When adipsin was initially identified in 1983, this was the first evidence for the potential role of adipose tissue in regulation of immune system biology [116]. Spiegelman and colleagues discovered adipsin mRNA in cultured mouse adipocyte cell lines [117]. Just a short time after its identification the similarity between the novel serin protease adipsin in mice and human complement factor D was shown [118]. Factor D is a serin protease accounting for the activation of the alternative pathway of complement activation. It constitutes the initial obligatory, rate-limiting catalytic activity of this activation by cleaving complement factor B when B is complexed with an activated form of complement component C3 [119]. The complement system is the key in innate immunity with important properties in enhancing adaptive immunity and in the clearance of bacteria and apoptotic cells [120]. In dissimilarity to mouse adipsin, which is only expressed by adipose tissue, human complement factor D it mainly derived from macrophages and monocytes [121]. So the potential involvement of this adipocytokine in critical disease seems obvious. Adipsin-deficiency abolishes alternative-pathway dependent complement activation, in case of infection with Neisseria meningitidis leading to an increased susceptibility for invasive meningococcal disease [122, 123].

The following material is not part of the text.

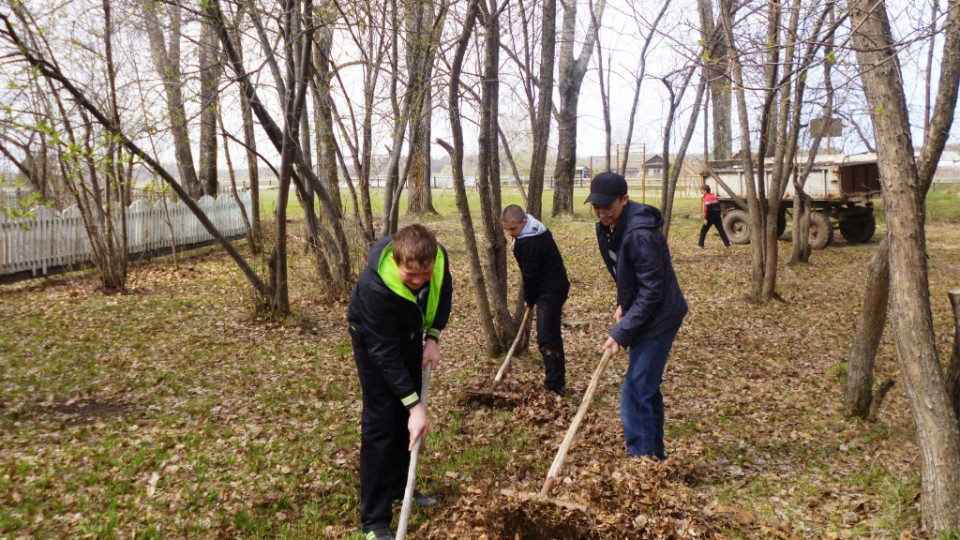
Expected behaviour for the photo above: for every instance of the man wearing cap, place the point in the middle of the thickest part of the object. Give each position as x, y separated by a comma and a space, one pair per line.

Adipsin also seems to play an important role in energy balance as it has been found to be decreased in fat from genetically obese and diabetic mice in comparison to normal lean mice and also in serum levels of varying animal models in obesity [124, 125]. Its serum concentrations decline during infusion of glucose which results in a hyperglycemic and hyperinsulinemic state [124]. Interestingly, the serum adipsin concentrations are reduced in case of genetically and chemical induced obesity, whereas in the state of adiposity resulting from pure overfeeding there is no change leading to the conclusion that adipsin could be a marker for distinguishing between obesity caused by metabolic disorders or caused just by overfeeding [124].
11. Conclusion
Overall, adipocytokines in critical illness seem to fulfill various functions which are at present not satisfyingly understood. The interaction of metabolic and inflammatory mediators has been found of prognostic impact in these patients. More and more functions of adipocytokines and their interaction in insulin resistance, obesity and immune reactions have been unraveled by an increasing number of clinical and animal studies. Nevertheless, further future research is crucial to understand the complex effects of adipocytokines and their role as a link between inflammation and metabolism in critical disease.